5.17.2013

Hey, Zeus On Heroin


Let me tell you about this experience I had in a strange dream. It was a hot summer day in a suburb I’ve probably never visited in real life. I was at the top of a street, slanted downhill. It was midday. I found myself in a streetluge - which is nothing like luging in the winter. It’s a lot like skateboarding only…with your body laying flat on the board – going down this street so fast my eyes couldn’t see anything, the lines all blurring into undistinguishable shapes and masses. The fear of hitting something and my body launching far into the air was only eclipsed by the fear of suddenly stopping in a dead halt with none of the answers to my questions realized.

Why was I not skateboarding? Why was I not thinking of other things I could have been doing? What was so special about going down that hill like road on a board? The only suitable answer I could come up with apart from the retort that it was a dream and I can dream whatever my subconscious demands me to is that I was seeking some sort of subconscious mental assault, an idea that sounds pretty bogus anyway.

Yet, listening to Zero Cool’s most recent album “Hey, Zeus on Heroin” is the equivalent of strapping yourself in and careening down a street at speeds you’ll do best to avoid reaching in any other situation, unless you’re a speed junkie in which case is a totally cool decision. Once the tense apocalyptic introduction to “Square Pusher” ends, the album rushes at a breakneck pace, stopping for no one.
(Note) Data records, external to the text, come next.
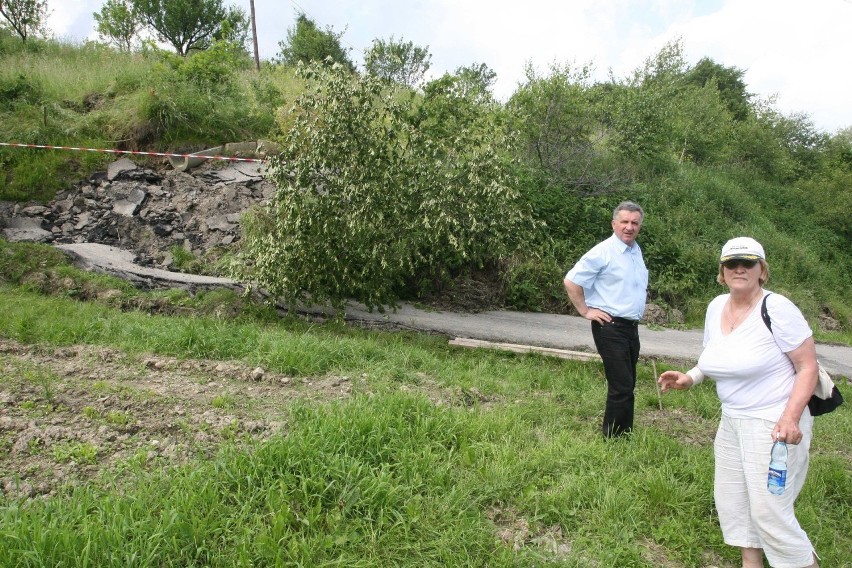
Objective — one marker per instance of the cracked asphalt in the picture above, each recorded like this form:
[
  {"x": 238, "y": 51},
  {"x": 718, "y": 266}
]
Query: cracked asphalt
[{"x": 536, "y": 329}]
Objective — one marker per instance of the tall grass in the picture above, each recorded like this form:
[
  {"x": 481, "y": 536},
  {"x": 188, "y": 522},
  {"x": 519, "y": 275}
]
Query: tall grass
[{"x": 509, "y": 471}]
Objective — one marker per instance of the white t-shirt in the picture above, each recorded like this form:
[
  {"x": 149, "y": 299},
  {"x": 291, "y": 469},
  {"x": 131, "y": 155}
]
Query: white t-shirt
[{"x": 754, "y": 377}]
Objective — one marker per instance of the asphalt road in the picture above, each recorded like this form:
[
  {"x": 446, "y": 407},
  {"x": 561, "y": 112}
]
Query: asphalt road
[{"x": 541, "y": 330}]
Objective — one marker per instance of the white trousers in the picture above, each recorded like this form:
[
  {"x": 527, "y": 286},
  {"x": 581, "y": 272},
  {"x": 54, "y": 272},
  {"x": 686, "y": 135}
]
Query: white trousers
[{"x": 750, "y": 516}]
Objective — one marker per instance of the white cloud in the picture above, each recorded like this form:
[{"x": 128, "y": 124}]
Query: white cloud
[{"x": 797, "y": 50}]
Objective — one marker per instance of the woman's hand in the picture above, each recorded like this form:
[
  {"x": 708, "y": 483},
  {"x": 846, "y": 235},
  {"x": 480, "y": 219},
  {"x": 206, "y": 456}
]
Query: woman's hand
[
  {"x": 787, "y": 430},
  {"x": 674, "y": 380}
]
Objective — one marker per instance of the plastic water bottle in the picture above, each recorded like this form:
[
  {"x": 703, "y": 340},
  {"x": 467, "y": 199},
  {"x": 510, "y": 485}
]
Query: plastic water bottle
[{"x": 777, "y": 468}]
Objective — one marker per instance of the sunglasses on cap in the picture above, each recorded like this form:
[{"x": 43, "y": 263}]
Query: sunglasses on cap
[{"x": 737, "y": 262}]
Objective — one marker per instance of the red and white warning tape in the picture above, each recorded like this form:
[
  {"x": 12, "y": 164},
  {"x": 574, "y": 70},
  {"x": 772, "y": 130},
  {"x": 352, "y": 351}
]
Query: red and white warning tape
[{"x": 134, "y": 152}]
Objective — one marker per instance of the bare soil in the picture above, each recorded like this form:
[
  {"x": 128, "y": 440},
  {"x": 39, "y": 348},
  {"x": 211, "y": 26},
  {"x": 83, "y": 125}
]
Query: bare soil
[{"x": 67, "y": 415}]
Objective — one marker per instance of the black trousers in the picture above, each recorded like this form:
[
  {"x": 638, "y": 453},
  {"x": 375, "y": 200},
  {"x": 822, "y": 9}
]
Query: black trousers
[{"x": 618, "y": 345}]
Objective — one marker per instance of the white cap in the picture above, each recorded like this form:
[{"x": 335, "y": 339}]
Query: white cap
[{"x": 742, "y": 247}]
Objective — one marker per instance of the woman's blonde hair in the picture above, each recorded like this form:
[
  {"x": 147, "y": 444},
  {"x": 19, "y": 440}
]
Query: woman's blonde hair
[{"x": 764, "y": 273}]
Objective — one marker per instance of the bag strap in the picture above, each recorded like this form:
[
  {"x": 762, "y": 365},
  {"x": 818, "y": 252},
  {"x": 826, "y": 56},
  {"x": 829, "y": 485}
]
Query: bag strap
[{"x": 764, "y": 313}]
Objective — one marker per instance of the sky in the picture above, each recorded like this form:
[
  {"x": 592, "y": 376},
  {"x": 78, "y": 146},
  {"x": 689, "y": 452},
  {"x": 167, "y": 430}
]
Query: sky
[{"x": 796, "y": 52}]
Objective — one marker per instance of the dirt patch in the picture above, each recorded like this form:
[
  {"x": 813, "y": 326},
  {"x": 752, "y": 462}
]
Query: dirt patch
[{"x": 69, "y": 414}]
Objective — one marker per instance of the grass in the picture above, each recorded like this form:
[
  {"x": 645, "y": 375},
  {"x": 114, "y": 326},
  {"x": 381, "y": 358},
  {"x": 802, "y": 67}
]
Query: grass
[{"x": 511, "y": 472}]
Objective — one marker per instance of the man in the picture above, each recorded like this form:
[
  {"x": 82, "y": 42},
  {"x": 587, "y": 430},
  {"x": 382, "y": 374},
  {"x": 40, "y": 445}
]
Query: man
[{"x": 608, "y": 287}]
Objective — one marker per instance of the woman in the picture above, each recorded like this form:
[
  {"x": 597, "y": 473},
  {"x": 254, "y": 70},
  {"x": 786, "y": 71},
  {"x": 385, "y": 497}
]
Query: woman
[{"x": 764, "y": 380}]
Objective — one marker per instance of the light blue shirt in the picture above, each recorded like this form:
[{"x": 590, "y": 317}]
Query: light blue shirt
[{"x": 613, "y": 277}]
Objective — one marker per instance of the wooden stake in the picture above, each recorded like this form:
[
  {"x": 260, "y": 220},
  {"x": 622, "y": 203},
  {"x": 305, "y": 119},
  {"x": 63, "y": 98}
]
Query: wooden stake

It’s rooted in late 80s, early 90s skate/thrash punk with a lyrical focus on all the wrong things, samples of speeches from dudes like MLK or the guy on ‘We’re All Going to Hell’ proclaiming the rock and roll lifestyle to be strange don’t seem out of place in the Zero Cool universe.

Having the ability to play faster than everyone else is something a lot of punk bands strive for but what makes the songs on “Hey, Zeus…” interesting is the brevity and the amount of dynamics present. It helps that the album’s production avoids the thin, trebly production most punk rock albums seem to suffer from and beefs the guitars and drums, resulting in an album that never wavers from its mission statement in delivering a high quality sound barrage that both entertains and provokes.